The promises made by autonomous agents lead to a mutually approved graph structure, which in turn leads to spatial structures in which the agents represent point-like locations. This allows models of smart spaces, i.e. semantically labeled or even functional spaces, such as databases, knowledge maps, warehouses, hotels, etc., to be unified with other more conventional descriptions of space and time. The model of semantic spacetime uses promise theory to discuss these spacetime concepts.

Promises are more mathematically primitive than graph adjacencies, since a link requires the mutual consent of two autonomous agents, thus the concept of a connected space requires more work to build structure. This makes them mathematically interesting as a notion of space, and offers a useful way of modeling physical and virtual information systems.

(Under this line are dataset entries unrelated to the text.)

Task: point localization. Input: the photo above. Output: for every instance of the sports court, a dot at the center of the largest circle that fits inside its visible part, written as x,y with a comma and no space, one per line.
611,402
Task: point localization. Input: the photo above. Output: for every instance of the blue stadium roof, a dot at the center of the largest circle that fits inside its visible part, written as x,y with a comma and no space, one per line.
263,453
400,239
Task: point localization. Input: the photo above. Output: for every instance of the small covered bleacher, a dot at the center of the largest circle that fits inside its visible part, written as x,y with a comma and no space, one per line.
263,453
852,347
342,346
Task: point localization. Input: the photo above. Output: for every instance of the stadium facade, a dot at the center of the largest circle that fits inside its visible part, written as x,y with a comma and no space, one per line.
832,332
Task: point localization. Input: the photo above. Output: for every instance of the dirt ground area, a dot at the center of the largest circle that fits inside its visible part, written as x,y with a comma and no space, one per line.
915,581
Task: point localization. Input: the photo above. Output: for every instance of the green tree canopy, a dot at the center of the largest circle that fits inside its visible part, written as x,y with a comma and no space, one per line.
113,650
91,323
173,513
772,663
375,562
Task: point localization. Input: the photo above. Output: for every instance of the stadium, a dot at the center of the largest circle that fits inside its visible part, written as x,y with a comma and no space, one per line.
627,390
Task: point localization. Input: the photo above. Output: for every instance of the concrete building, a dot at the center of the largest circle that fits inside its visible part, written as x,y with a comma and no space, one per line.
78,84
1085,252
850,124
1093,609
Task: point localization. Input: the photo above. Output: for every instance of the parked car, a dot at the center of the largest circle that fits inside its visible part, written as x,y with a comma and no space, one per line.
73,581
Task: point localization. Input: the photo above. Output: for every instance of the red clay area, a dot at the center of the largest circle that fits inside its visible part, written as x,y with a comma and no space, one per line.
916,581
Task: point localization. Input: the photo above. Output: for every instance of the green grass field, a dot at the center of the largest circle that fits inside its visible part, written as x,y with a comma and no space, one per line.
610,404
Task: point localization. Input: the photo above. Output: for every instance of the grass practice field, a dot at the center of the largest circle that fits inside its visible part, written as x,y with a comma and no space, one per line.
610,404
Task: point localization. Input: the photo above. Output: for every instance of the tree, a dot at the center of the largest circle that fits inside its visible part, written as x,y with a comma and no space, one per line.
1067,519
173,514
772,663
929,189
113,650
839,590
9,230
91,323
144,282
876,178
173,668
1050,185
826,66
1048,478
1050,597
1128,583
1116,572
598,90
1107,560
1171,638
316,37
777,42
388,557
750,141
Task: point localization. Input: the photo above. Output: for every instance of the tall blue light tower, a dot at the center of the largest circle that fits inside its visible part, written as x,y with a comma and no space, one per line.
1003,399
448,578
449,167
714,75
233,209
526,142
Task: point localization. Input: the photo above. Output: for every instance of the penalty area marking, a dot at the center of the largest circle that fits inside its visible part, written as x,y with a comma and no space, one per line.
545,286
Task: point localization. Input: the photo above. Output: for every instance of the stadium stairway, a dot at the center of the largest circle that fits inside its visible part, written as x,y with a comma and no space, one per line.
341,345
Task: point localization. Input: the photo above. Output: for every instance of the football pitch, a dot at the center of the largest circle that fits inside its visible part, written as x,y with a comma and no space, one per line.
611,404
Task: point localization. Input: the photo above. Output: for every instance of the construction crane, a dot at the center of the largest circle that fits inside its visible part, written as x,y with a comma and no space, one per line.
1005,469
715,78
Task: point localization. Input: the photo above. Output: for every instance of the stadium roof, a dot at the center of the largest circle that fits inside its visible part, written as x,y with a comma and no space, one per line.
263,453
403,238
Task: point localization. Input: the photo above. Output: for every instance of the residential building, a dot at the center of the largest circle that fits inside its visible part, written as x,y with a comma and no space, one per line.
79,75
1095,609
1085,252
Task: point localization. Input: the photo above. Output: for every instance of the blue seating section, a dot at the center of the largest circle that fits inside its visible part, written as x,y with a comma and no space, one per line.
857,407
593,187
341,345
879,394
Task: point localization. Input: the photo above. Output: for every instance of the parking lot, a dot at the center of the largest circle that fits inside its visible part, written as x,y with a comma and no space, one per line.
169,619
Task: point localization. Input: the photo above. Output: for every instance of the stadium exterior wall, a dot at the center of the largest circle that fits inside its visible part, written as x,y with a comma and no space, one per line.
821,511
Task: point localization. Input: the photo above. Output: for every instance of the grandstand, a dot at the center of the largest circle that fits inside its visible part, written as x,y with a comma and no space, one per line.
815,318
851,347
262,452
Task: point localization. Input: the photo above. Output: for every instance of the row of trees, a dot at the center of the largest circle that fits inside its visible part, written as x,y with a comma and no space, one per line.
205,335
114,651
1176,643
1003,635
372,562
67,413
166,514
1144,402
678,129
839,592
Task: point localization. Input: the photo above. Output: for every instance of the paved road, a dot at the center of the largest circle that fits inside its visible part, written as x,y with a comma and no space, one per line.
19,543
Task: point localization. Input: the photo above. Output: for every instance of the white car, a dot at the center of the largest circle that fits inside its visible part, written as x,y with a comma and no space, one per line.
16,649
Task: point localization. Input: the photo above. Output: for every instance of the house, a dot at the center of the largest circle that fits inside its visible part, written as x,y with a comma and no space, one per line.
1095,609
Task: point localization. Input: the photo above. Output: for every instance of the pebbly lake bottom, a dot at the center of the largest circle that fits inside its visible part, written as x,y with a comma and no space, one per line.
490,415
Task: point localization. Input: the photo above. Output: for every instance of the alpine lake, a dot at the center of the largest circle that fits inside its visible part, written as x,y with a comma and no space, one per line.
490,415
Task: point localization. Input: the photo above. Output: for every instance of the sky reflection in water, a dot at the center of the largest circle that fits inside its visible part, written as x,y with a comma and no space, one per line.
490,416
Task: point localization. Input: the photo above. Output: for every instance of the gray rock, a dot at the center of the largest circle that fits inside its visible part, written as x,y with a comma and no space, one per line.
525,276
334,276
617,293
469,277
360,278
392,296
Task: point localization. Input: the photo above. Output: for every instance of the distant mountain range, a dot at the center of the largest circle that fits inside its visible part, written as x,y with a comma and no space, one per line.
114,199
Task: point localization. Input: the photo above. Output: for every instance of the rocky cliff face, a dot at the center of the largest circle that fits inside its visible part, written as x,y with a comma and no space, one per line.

== Promise theory, agile transformation, and social science ==

The Open Leadership Network and Open Space Technology organizers Daniel Mezick and Mark Sheffield invited promise theory originator Mark Burgess to keynote at the Open Leadership Network's Boston conference in 2019. This led to applying the formal development of promise theory to teach agile concepts. Burgess later extended the lecture notes into an online study course, which he claims prompted an even deeper study of the concepts of social systems, including trust and authority.